Although I had begun adjusting well to the weekly separation, I knew there were still things my husband and I needed to discuss.
As his traveling became increasingly regular (weekly), I felt reluctant to let on how I was feeling. So I "shut down,” becoming falsely agreeable and not as talkative as I usually was. I was creating exactly what I DIDN'T want—free-floating tension in the relationship.
Of course, he was able to tell that something was bothering me, but he couldn’t read my mind.
When I decided to share my side of the story and open up a discussion, I learned that I had been so wrapped up with my own worries that it hadn't occurred to me to ask my husband how the traveling made him feel. I assumed he just liked staying in nice hotels, eating meals in great restaurants with his co-workers, and going to the gym each morning before work. But he told me he missed me, our home, and our fun activities together, like going out to dinner with friends and binge-watching our favorite TV shows.
My vulnerability gave us both the opportunity to see our situation from each other’s perspectives and approach it as a team. We could begin brainstorming concrete ideas about how to make his time away easier for both of us.
5. My husband and I made explicit plans to stay in touch while he was away.
When my husband first began to travel 10 years ago, our communication was very random. I usually didn't initiate contact. I didn't want to bother him while he was working and, more importantly, I wanted him to "prove: that he was thinking of me by reaching out first.
But I knew that my husband never liked talking on the phone. When he would call, I often sensed he was distracted and disengaged. This, of course, made me feel even more distant from him.
Together, we decided to come up with a plan that would work for both of us. We started to have short phone "visits" around 10 p.m. each night—sometimes to watch part of a TV show or the news "together." We also established a quick call in the morning to check in, which we still do to this day. Throughout the day, we’ll send each other a few texts—a cute or funny photo or an interesting article or anecdote from the day. Learning to stay in touch with each other this way actually helped strengthen our communication in general.

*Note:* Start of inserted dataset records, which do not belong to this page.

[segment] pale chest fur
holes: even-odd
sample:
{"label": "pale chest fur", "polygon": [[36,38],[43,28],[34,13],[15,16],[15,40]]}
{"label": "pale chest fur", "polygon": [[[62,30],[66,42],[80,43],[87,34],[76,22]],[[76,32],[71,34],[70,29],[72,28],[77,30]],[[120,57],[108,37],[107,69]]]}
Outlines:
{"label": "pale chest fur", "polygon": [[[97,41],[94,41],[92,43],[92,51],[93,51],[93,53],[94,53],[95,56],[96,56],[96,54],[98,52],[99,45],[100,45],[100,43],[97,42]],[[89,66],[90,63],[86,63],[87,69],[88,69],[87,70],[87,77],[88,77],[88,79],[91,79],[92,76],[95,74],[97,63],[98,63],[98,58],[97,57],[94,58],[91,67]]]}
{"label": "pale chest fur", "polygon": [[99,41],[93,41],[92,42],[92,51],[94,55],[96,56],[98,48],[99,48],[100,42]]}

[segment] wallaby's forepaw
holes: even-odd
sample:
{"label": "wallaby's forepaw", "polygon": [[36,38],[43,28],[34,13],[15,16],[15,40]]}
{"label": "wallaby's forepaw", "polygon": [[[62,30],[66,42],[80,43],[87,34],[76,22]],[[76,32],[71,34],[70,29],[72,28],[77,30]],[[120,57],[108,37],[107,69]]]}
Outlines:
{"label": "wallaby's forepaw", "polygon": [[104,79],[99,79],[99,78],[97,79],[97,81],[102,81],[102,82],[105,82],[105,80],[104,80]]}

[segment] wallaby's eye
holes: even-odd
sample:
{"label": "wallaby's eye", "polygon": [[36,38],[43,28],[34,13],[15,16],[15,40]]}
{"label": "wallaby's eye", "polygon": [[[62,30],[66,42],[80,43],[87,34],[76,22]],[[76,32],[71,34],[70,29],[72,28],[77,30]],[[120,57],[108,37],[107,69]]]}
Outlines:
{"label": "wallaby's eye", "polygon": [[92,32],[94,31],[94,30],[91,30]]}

6. I realized how special his weekly "homecoming" could be and am now more present when we're together.
Each week, I look forward to my husband's "homecoming." Now more than ever, we put time and energy into planning interesting things to do together on weekends—and relish getting back into our familiar routine.
Our time apart each week is no longer a disruption but a gift. It enabled us to look at ourselves, confront issues that needed attention, acknowledge our needs, and have honest conversations to make our relationship work for both of us!
Absence may make the heart grow fonder, but it also presents an invitation for us to examine ourselves.